All the Justices concur.


[1] The victim was killed on February 18, 1999, and appellant was arrested the same day. She was charged with malice murder, two counts of felony murder, aggravated assault, and the possession and theft charges in an indictment filed August 20, 1999. The trial commenced on March 26, 2001, and concluded with the jury's return of guilty verdicts on all counts on March 29. Appellant was sentenced on March 30 to life imprisonment for the malice murder conviction and to consecutive terms of 20 years and 5 years respectively for the theft and the possession convictions. A motion for new trial, filed on March 30, 2001, and amended August 24, was denied September 5. A notice of appeal was timely filed September 26, and the appeal was docketed in this Court on February 7, 2002. It was submitted for decision on the briefs.

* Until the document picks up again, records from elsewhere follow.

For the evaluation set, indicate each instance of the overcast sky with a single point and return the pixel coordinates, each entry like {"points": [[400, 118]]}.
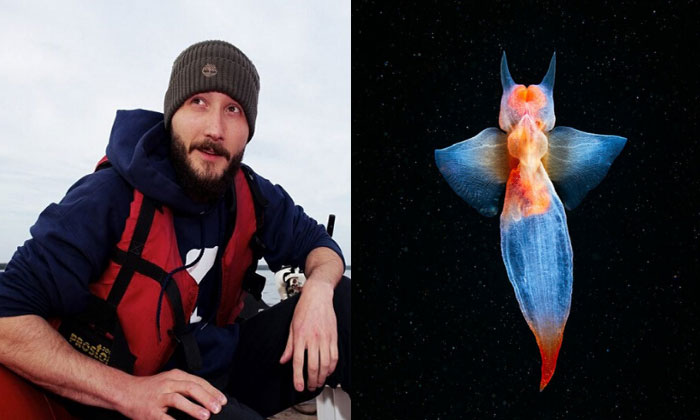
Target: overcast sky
{"points": [[67, 66]]}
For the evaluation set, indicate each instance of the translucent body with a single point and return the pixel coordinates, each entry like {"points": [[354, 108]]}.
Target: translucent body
{"points": [[530, 159]]}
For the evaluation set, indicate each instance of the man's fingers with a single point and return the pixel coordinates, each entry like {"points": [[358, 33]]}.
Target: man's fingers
{"points": [[333, 354], [198, 389], [298, 367], [287, 354], [176, 400], [325, 364], [313, 368], [198, 393]]}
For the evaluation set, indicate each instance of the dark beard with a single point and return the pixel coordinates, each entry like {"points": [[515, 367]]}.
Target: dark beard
{"points": [[199, 188]]}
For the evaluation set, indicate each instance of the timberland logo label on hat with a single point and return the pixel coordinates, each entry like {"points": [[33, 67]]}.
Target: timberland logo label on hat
{"points": [[209, 70]]}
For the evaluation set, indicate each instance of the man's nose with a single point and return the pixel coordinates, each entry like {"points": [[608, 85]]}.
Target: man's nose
{"points": [[215, 126]]}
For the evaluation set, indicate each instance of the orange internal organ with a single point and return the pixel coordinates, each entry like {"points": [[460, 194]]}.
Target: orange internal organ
{"points": [[527, 193], [527, 100]]}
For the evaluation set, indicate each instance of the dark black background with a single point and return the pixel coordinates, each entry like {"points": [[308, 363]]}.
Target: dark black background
{"points": [[437, 329]]}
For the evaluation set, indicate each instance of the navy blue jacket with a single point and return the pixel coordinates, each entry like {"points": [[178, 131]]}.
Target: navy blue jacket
{"points": [[72, 240]]}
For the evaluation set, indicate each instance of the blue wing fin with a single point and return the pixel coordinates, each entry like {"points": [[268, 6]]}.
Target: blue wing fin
{"points": [[577, 161], [477, 169]]}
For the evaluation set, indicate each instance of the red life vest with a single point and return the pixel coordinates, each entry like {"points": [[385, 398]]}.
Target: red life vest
{"points": [[134, 282]]}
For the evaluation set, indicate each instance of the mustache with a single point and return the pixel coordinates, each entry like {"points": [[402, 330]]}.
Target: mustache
{"points": [[215, 147]]}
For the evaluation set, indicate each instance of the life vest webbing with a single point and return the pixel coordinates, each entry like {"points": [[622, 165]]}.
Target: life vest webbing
{"points": [[133, 256], [132, 262]]}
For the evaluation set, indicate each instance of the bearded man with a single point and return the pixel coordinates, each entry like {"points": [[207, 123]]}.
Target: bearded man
{"points": [[126, 300]]}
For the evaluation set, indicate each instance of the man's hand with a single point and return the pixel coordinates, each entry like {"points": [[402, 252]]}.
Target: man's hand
{"points": [[34, 350], [149, 397], [314, 327]]}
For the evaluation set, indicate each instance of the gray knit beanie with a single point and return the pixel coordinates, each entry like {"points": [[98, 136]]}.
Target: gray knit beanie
{"points": [[213, 66]]}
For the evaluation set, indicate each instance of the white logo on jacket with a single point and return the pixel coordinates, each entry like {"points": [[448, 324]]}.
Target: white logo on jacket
{"points": [[200, 270]]}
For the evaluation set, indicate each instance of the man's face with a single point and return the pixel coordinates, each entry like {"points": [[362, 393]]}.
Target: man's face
{"points": [[213, 129], [209, 135]]}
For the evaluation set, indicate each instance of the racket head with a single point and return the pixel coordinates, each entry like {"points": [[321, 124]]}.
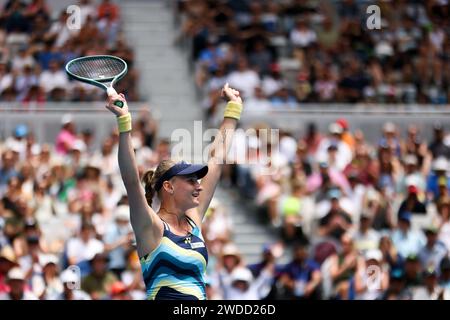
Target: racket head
{"points": [[99, 70]]}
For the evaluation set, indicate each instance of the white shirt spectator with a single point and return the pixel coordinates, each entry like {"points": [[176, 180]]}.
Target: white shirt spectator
{"points": [[302, 38], [82, 251]]}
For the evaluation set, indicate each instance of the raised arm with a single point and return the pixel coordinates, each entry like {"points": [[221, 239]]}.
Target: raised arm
{"points": [[146, 225], [218, 151]]}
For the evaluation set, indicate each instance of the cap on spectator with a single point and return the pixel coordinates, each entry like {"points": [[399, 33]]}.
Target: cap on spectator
{"points": [[405, 216], [7, 253], [15, 274], [69, 275], [343, 123], [335, 128], [122, 213], [21, 131], [241, 274], [374, 254], [389, 127], [67, 118], [410, 159], [440, 164]]}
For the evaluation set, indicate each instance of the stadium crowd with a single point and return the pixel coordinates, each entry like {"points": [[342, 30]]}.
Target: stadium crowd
{"points": [[36, 42], [362, 220], [284, 53]]}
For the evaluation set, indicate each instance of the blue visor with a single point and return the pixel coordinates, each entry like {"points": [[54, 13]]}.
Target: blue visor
{"points": [[182, 169]]}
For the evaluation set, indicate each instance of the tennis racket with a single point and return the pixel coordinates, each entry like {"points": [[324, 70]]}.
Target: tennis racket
{"points": [[101, 71]]}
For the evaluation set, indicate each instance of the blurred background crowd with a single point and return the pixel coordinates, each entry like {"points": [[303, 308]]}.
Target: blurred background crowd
{"points": [[354, 219], [284, 53]]}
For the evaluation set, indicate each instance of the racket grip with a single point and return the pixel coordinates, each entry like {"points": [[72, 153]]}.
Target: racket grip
{"points": [[110, 91]]}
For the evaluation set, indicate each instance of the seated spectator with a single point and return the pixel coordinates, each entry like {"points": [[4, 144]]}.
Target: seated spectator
{"points": [[8, 261], [366, 238], [430, 289], [245, 287], [54, 80], [118, 240], [397, 289], [18, 290], [301, 277], [390, 254], [437, 176], [70, 281], [67, 135], [99, 281], [434, 251], [371, 280], [343, 267], [81, 249], [407, 240], [412, 203], [244, 79]]}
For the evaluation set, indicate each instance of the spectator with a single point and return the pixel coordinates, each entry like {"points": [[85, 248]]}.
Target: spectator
{"points": [[8, 261], [70, 292], [244, 287], [437, 147], [54, 81], [434, 251], [118, 240], [412, 203], [431, 289], [18, 289], [81, 249], [99, 281], [366, 238], [301, 277], [244, 79], [370, 288], [343, 267], [407, 241]]}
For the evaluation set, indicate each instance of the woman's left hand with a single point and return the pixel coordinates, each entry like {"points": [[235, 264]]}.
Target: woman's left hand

[2] We note that our decision in Lowe v. State, 267 Ga. 410(5)(a), 478 S.E.2d 762 (1996), has been cited for the proposition that "threats and menaces" by the victim are insufficient to show acts of violence. See Smith v. State, supra, 270 Ga. at 243, 510 S.E.2d 1; Hammond v. State, 233 Ga.App. 613, 615, 504 S.E.2d 768 (1998); Anderson v. State, supra, 228 Ga.App. at 458, 491 S.E.2d 893. In Lowe, the trial court determined that testimony concerning the victim's threats and menaces toward third parties was irrelevant. This Court did not review the trial court's exclusion of the evidence as irrelevant. Instead, this Court reviewed Lowe's contention that trial counsel rendered ineffective assistance of counsel when he failed to provide sufficient pre-trial notice of the intent to present evidence of the victim's specific acts of violence against third parties, and concluded there was no reasonable likelihood that, but for counsel's purported failure, the trial's outcome would have been different since the trial court still would have excluded the testimony as irrelevant.